Maroc : à l’occasion du 43e anniversaire de la Marche verte, le roi Mohammed VI tend la main à l’Algérie

mer, 11/07/2018 - 20:27

Dans son discours commémorant le 43e anniversaire de la Marche verte, le roi Mohammed VI a proposé « la création d’un mécanisme politique conjoint de dialogue et de concertation » avec l'Algérie

Un geste fort, qui survient à quelques semaines de la reprise de pourparlers inclusifs sur le Sahara occidental. Entre le renouvellement du mandat de la Minurso, la mission onusienne au Sahara occidental, le 31 octobre, et une rencontre prévue à Genève les 5 et 6 décembre entre le Maroc, le Front Polisario, la Mauritanie et l’Algérie, le roi Mohammed VI a décidé de tendre la main à son voisin de l’est. 

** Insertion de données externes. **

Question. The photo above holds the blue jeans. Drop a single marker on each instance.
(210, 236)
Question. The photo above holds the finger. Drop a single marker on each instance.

Dans son traditionnel discours de la Marche verte, mardi 6 novembre, il a ainsi proposé « la création d’un mécanisme politique conjoint de dialogue et de concertation ». Et le souverain d’affirmer : « Nous réitérons notre engagement à œuvrer main dans la main avec nos frères en Algérie ».

À quelques semaines de la rencontre sous égide onusienne à Genève, Mohammed VI met en garde : « Le Maroc est (…) persuadé de la nécessité que (…) les Nations Unies tirent parti des leçons et des expériences du passé, et évitent notamment les blocages et les insuffisances qui ont entaché le ‘Processus de Manhasset’».

En 2007, sous houlette onusienne déjà, le Maroc et le Front Polisario avaient entamé des discussions dans cette localité de l’État de New York. La diplomatie marocaine a souvent considéré qu’Alger devait assumer son rôle dans les négociations, à la hauteur de celui qu’elle joue dans le conflit. Pour Rabat, le Front Polisario ne peut être son seul interlocuteur. Or, à Manhasset, les Algériens n’étaient présents qu’en observateurs. La résolution 2 440 du Conseil de sécurité de l’ONU, adoptée en octobre 2018, cite l’Algérie comme un acteur de la crise et de sa possible résolution.

« Le discours est bien un préalable à la rencontre de Genève », admet une source diplomatique marocaine, sous couvert d’anonymat. Le politologue Mustapha Sehimi, qui suit de près ce dossier, estime également que cette allocution est à analyser dans le contexte d’un nouveau chapitre des négociations. Jeune Afrique apprend d’ailleurs qu’en parallèle, le Maroc mène des discussions et tente de s’assurer auprès de Horst Köhler, l’envoyé spécial de l’ONU pour le Sahara occidental, que le niveau de représentation algérienne à Genève sera à la hauteur.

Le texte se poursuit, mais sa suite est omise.